EFFECTIVE BOARDS govern – ineffective boards manage or at worst micro-manage the manager and other contractors on the property. What exactly is governance? Governance is about having a vision for a community and giving direction to those who are implementing board policies. But it is also about people, dealing with individual sensitivities, egos, diverse styles and inevitable conflict. It is inherently messy, and resistance is to be expected. Boards have many governance tools at their disposal such as leadership development, board evaluation, agenda development, communication and information and strategic planning. Certainly the relationship with the community manager is essential. Ultimately however,successful governance requires courage.

Having an open, ethical and curious board that works well together ensures better decisions, more satisfying board service and a stronger community. The challenge is how to build such a board and manage the constant change.Often change is challenged by years of tradition, rapid turnover of board members (annually or every 2 years) in elected positions, limited resources (money and time), and the culture of differing perspectives from members of the board. One of the first steps necessary is for the board to perform a self-assessment of their group performance.

A joint commitment from the board and management to learn from the results of a selfassessment process.

Organize a small group or hire an outside consultant to coordinate the process. Design a customized questionnaire for obtaining information from each board member that views the board’s performance against pre-determined criteria (benchmarks) that apply to the association. (For example, the mission and responsibilities of the board.)

Design a survey to elicit input from the owners on their community priorities. Offer multiple choice rankings, open-ended responses, and “don’t know” or “not applicable” as options for responses.

Create a process (ground rules or behavior rules) that allows board members and the manager to be candid without fear of awkwardness, compromising themselves, getting fired (i.e. the manager) or having their questionnaire responses attributed directly to them.

A forum for exploring the results and their consequences facilitated by an individual with good groupprocess skills and sufficient detachment from the governance process to help the group reach its own conclusions.

A plan of action with concrete, assignable and executable steps and measurable indicators to act on the results.

What constitutes a successful board culture can be determined only after the criteria of board effectiveness has been defined.

Go for it!!


Let’s have some fun.If your Board has five (5) directors) here’s what typically may happen. Having five different directors with potentially five different sets of objectives places the manager in a “no-win” situation. And the board obviously has to find common ground to blend five different personalities. Essentially there are five targets, but only one arrow. By hitting one, the other four are missed, leading to dissatisfaction or worse, conflict.

Being caught in this sort of cross-fire of multiple objectives and priorities, contributes to board and manager burn-out and inefficient service. This is a “lose-lose”proposition for everyone including the owners in the community.The worst case scenario is when directors take matters into their own hands, frustrated that their personal ideas are overlooked by the manager/board. This potentially could create liability for the board and the manager.


Managers and board members must be far more sensitive to the political landscape and should take a preemptive leadership role to protect their relationship with the community. We must recognize that it is no longer enough to “manage”properties. We now must manage people and processes first, properties second.

By having some sort of planning process with the board of directors and defining the board’s objectives, it makes for a more cohesive and positive culture rather than a collection of individuals’ objectives. If the board is unwilling or unable to define a single set of objectives that all of the directors can support, it is up to the manager to guide them to do so. The board then has the obligation of accepting the manager’s recommendations by default, or offering an alternative. Either way, the manager’s job is to simply start the dialogue.

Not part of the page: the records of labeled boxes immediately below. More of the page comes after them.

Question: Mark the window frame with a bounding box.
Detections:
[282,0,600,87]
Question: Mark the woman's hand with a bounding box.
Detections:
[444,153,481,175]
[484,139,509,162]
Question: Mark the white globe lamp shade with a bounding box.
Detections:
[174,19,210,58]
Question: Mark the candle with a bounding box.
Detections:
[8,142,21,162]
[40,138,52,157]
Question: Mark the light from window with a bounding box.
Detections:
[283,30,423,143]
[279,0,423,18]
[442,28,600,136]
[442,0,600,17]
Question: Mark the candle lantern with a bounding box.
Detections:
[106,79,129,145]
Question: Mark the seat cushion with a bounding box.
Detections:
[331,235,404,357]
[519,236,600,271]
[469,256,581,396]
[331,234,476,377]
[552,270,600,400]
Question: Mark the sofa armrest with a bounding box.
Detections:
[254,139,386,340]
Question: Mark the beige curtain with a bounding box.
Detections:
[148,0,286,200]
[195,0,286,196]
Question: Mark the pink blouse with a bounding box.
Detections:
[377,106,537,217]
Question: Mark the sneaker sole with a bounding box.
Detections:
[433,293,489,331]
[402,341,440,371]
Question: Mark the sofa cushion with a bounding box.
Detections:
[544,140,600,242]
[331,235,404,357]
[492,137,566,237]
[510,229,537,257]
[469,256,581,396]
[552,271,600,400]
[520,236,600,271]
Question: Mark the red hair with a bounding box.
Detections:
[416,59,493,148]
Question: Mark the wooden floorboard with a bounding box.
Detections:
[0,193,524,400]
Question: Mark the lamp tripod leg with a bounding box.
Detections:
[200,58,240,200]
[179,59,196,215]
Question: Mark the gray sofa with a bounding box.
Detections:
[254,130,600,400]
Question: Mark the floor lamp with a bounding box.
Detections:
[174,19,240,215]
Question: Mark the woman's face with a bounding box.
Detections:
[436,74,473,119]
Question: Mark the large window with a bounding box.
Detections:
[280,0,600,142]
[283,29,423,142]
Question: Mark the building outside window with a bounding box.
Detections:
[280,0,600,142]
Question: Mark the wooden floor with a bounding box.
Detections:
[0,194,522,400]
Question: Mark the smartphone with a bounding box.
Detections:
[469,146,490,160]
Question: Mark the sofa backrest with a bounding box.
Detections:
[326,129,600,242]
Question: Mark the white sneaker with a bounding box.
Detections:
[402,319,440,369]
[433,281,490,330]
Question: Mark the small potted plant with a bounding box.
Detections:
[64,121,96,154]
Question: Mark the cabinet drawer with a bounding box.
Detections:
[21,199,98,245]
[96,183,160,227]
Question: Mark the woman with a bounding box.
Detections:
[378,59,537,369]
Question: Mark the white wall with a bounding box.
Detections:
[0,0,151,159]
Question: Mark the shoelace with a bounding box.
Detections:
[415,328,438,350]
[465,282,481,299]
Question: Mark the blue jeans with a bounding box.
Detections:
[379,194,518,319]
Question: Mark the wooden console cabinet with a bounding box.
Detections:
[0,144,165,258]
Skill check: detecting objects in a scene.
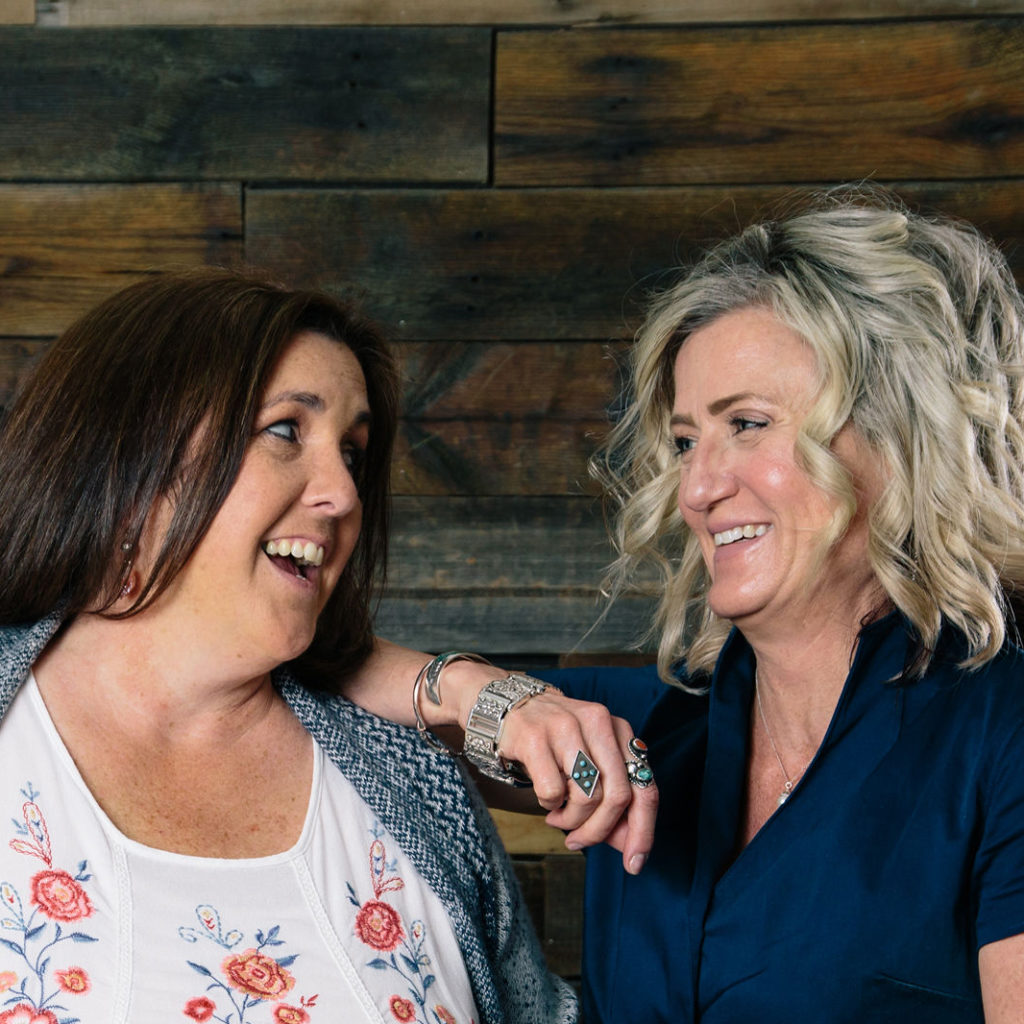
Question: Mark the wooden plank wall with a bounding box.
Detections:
[0,0,1024,973]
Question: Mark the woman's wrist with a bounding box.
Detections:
[419,658,497,730]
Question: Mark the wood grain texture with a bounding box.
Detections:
[495,18,1024,186]
[0,28,492,182]
[388,496,611,589]
[0,338,49,413]
[490,810,582,857]
[378,497,653,654]
[0,0,36,25]
[246,180,1024,342]
[377,592,652,656]
[395,341,627,422]
[0,183,242,336]
[392,418,607,495]
[378,496,657,664]
[513,856,585,978]
[36,0,1021,26]
[392,342,624,495]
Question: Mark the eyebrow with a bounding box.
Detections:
[669,391,772,427]
[262,391,373,429]
[263,391,324,413]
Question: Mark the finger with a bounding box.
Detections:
[566,720,658,874]
[501,694,610,815]
[558,716,633,846]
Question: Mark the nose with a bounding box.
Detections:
[678,437,736,516]
[305,449,360,518]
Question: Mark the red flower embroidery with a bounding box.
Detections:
[355,899,406,952]
[32,871,92,921]
[273,1002,309,1024]
[391,995,416,1022]
[220,949,295,999]
[0,1002,57,1024]
[53,967,92,995]
[184,995,217,1021]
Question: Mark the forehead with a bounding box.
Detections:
[265,331,367,404]
[674,307,819,415]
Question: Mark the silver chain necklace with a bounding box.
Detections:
[754,673,806,807]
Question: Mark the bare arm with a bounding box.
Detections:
[978,935,1024,1024]
[344,639,657,873]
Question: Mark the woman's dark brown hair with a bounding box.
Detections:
[0,268,398,685]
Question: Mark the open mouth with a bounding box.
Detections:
[263,541,324,580]
[715,523,768,548]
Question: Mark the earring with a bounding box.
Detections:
[121,541,138,597]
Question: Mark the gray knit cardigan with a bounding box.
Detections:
[0,614,578,1024]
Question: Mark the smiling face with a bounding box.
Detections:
[140,332,370,674]
[671,308,878,629]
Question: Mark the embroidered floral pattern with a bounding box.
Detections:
[390,995,416,1024]
[0,1002,57,1024]
[185,995,217,1021]
[178,904,316,1024]
[0,782,97,1024]
[348,822,468,1024]
[53,967,92,995]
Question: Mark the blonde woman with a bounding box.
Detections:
[356,194,1024,1024]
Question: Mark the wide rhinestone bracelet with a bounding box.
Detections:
[463,672,551,786]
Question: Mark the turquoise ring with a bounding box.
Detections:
[626,736,654,790]
[569,751,601,800]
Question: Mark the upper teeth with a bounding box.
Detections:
[715,523,768,548]
[263,541,324,565]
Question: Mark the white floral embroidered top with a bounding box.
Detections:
[0,677,478,1024]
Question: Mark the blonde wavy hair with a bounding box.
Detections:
[592,191,1024,681]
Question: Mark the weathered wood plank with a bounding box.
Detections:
[32,0,1021,26]
[505,856,585,978]
[377,592,652,655]
[0,0,36,25]
[490,810,580,857]
[395,341,626,421]
[0,186,242,336]
[378,496,656,654]
[246,183,1024,341]
[0,338,49,413]
[495,18,1024,186]
[388,495,611,585]
[0,28,492,182]
[392,342,618,495]
[392,418,607,495]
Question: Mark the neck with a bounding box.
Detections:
[741,602,872,753]
[34,612,275,742]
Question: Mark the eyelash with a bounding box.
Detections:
[263,420,367,480]
[729,416,768,434]
[669,416,768,457]
[263,420,299,444]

Exceptional boards demonstrate critical group traits such as a climate of trust and candor among board members and between the board and management. Exceptional boards have a willingness to share information with board members and the manager openly and on time. Exceptional boards create a culture in which board members and the manager feel free to challenge one another’s assumptions and conclusions and which encourages lively discussions of strategic issues. Exceptional boards commit to a process of assessing their performance as a collective group as well as individual members. Exceptional boards are ones who are willing to honestly self assess their performance. These kinds of boards do not live in the land of Oz. Their cultures are intentionally and meticulously shaped to reward them and the entire community for governing in this manner. The rewards can include a strong financial condition, effective maintenance for the sticks and the bricks, sustained or even higher real estate values and a positive governance model for their community.

Few sights are grander to everyone than a board and manager who are in touch with the board’s culture.When it is understood that much of their success derives from the effectiveness of the board as a team and the norms of behavior that guide its work, the more they are willing to invest time in shaping their strategies.